CF. Yeah. I think light is a big – it’s probably the
biggest shock to newborn babies.
JA. It’s interesting to consider that such a blinding
haze of whiteness might be how the world really is. We just don’t see it as grownups because our
eyes have changed. Well, we did see that
brightness when we were babies, but we can’t remember. What about sound. Do babies hear things differently?
CF. Yeah, we
think so. We think they hear
echoes. I mean the echoes are actually always
there, but our brains filter them out.
JA. Whoa.
CF. It
takes some time for babies to do that. I
mean, the science is complicated, and I don’t think I can explain it quickly, but
it has to do with the relative times of arrival sound makes on the two ears. The brain basically has to learn to make the
adjustment, but it can’t do it straight away.

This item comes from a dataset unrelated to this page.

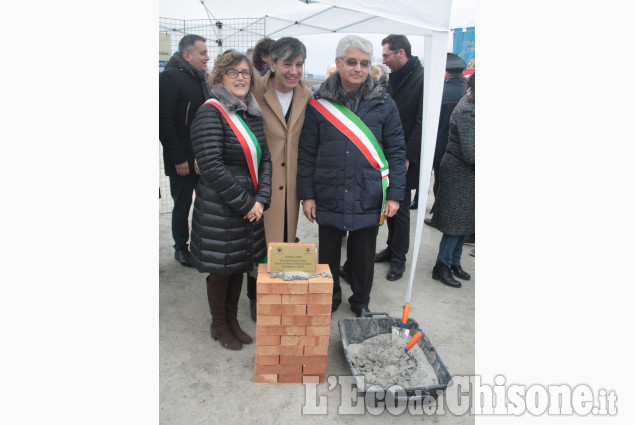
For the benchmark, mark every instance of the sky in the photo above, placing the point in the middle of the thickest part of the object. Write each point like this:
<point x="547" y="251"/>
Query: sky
<point x="320" y="47"/>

So, we don’t actually know, but we guess that newborn babies hear things
in a very echoey way. And then after a
while, they filter out the echoes and begin to hear like you and me.
JA. Let’s go back
to vision. What about the stare? My baby really stares at us, and we stare
back. It’s intense. That I know for sure.
CF. In the first
couple of months, the visual system is controlled by an old region of the
brain, the subcortical region. The
cortex is the more sophisticated new part, evolutionarily speaking. In babies there’s a switch, a handoff between
the original control system, the subcortical system, and the new cortical
system that allows vision to grow and improve.

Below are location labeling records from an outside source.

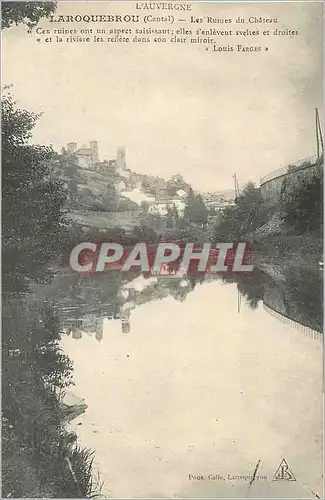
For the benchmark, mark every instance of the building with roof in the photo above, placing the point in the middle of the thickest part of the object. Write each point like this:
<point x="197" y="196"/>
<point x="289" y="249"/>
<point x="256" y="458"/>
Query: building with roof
<point x="87" y="156"/>
<point x="162" y="206"/>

But as this happens, and it happens at about two months, there’s a kind
of power struggle. The subcortical
region doesn’t want to let go. So, the
baby temporarily loses control of where he or she is looking.
JA. Really?
CF. Yep. The scientists call this sticky
fixation. It’s where a baby will just
keep staring at you, as if he or she can’t take their eyes off you.
JA. Yes. It’s happening now. It’s wonderful. You’re telling me this is a brain glitch?
CF. Yeah. I’m sorry.
It’s a very well-documented phenomenon.
I know its bad news for parents who think their babies are staring at
them adoringly, but they don’t know where to look. They can’t control where they look. Basically, they don’t know how to look away.
JA. Wow. Depressing.
CF. Yeah, but this
might be one of those cases where ignorance really is bliss because the truth
is you have to project. You have to make
a leap of faith so that when your baby looks at you and you look back at your
baby, you smile. Because eventually, that
will teach your baby how the world works.

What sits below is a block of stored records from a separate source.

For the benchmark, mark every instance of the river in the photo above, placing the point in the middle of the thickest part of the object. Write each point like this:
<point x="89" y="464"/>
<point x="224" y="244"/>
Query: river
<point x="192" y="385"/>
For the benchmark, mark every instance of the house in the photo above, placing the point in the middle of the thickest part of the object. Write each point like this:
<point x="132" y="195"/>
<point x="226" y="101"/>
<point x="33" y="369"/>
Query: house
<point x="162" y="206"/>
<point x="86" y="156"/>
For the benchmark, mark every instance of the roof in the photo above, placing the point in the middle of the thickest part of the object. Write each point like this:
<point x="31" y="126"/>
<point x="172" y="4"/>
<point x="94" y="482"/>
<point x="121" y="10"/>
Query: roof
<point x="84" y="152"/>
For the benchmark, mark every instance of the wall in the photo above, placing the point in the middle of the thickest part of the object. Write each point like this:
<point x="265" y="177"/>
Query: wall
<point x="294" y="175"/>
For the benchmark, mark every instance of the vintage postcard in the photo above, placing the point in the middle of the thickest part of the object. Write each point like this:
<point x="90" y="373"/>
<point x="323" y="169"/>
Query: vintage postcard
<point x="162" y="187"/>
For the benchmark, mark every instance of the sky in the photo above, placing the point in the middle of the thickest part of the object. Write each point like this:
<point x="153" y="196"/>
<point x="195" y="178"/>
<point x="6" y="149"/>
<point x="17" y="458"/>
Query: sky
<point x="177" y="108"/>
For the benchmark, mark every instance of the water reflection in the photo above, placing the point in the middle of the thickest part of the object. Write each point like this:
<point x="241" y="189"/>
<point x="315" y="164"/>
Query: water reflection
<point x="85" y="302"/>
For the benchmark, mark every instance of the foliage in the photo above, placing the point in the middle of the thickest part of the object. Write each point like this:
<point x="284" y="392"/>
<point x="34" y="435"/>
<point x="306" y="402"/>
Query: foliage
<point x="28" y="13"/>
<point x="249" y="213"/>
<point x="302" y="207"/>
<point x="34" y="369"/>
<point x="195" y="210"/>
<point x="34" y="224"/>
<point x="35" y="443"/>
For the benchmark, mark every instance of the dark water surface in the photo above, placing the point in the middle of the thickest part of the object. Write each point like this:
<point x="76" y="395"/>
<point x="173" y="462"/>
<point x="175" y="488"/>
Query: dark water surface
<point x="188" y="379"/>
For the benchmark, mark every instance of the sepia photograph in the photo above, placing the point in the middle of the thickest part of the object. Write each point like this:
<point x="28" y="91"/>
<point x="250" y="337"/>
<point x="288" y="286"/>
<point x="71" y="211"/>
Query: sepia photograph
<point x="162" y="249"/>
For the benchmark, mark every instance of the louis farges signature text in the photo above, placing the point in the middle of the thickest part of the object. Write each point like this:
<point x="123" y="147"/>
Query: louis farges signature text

Humans operate on relationships, which are feedback loops. So OK, at
this moment in time for your baby the looks aren’t genuine and done by choice, but
they will be soon. You want to return that gaze and make it positive.
June in July, at five months old, is way past involuntary
stares and the echoey hearing. She’s
moved on. As a tiny human being brand
new to the world she is tuning into everything and everyone around her. She is figuring things out at a dizzying
pace. She can grab both feet (Happy
Baby) and put her toes in her mouth. She
can sit independently. I expect her to
crawl across the floor any day. And she has
a heartbreaker of a smile. There’s a
whole world out there for her to explore.
I want to watch her do it. And I
hope to be part of helping June learn how the world works.